Equally important, Clemons seeks to expand the definition of “racism.” “The country has been stuck in a 1960s version of racism, which is just [about] color,” he explained. “You need to talk about institutional racism, but you also have to talk about culture — how someone talks, dresses, looks. We demonize certain parts of Black or Latinx culture that are furthest from whiteness, and we need to think about it in a more expanded way.” Clemons offered guidance on how organizations like Friends of the Children can begin that process: “Highlight all aspects of Black and brown culture, and, as an organization, make sure that we tell positive stories around youth and communities we serve and talk more about systemic issues that act as barriers for them…. Families have been part of a racist system for a long time, so we see symptoms but not the root causes.”

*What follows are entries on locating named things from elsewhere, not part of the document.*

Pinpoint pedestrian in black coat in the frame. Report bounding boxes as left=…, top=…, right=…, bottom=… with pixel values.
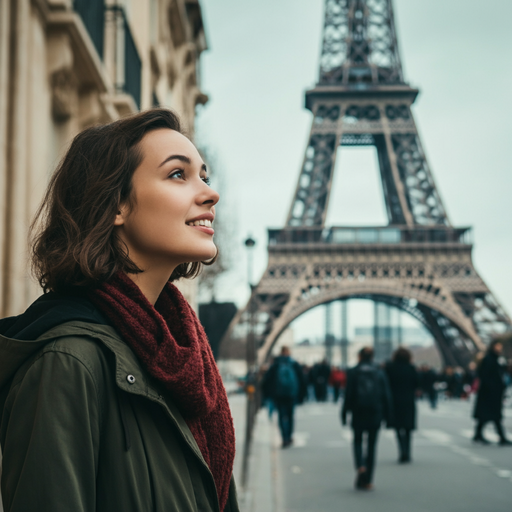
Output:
left=386, top=347, right=420, bottom=463
left=341, top=347, right=392, bottom=490
left=262, top=346, right=307, bottom=448
left=473, top=340, right=512, bottom=446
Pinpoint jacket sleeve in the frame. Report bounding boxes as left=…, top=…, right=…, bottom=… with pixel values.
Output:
left=341, top=370, right=354, bottom=425
left=380, top=372, right=394, bottom=427
left=0, top=351, right=101, bottom=512
left=293, top=361, right=308, bottom=404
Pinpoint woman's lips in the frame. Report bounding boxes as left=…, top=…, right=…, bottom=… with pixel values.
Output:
left=190, top=226, right=215, bottom=235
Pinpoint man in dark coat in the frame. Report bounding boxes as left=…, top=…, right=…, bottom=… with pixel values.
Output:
left=386, top=347, right=420, bottom=463
left=263, top=346, right=306, bottom=448
left=473, top=340, right=512, bottom=446
left=420, top=364, right=438, bottom=409
left=341, top=347, right=391, bottom=490
left=310, top=359, right=331, bottom=402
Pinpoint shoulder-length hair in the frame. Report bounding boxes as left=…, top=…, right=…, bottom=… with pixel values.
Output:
left=30, top=108, right=213, bottom=292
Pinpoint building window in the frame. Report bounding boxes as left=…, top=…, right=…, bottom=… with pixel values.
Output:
left=107, top=5, right=142, bottom=109
left=73, top=0, right=105, bottom=59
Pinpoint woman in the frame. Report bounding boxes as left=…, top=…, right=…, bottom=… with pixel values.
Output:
left=386, top=347, right=419, bottom=464
left=0, top=109, right=238, bottom=512
left=473, top=339, right=512, bottom=446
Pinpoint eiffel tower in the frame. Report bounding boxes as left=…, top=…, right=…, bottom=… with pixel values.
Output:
left=227, top=0, right=512, bottom=366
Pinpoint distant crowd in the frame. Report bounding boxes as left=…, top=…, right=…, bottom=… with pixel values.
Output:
left=261, top=340, right=512, bottom=490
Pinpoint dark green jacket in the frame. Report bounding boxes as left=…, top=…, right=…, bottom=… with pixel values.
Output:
left=0, top=296, right=238, bottom=512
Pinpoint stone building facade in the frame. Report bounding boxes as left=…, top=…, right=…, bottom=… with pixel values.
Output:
left=0, top=0, right=207, bottom=316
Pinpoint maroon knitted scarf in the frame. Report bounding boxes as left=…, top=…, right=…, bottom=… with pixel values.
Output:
left=90, top=272, right=235, bottom=510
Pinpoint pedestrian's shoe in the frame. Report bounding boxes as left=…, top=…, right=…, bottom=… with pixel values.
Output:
left=354, top=466, right=368, bottom=489
left=283, top=439, right=293, bottom=448
left=473, top=436, right=491, bottom=444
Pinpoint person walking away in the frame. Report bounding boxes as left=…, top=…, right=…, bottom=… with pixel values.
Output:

Addressing these causes, said Clemons, entails advocating for policy change; partnering with systems — including criminal justice, foster care, and education — that are often punitive toward Black and brown children; and mobilizing resources for Black and brown communities. And, he noted, even organizations like his own, with a long history of serving Black and brown people, need to consider how they may reflect the values of a society centered on whiteness. “Whatever is in your mission,” he concluded, “figure out what you can do to influence change. We can all contribute to changing the narrative.”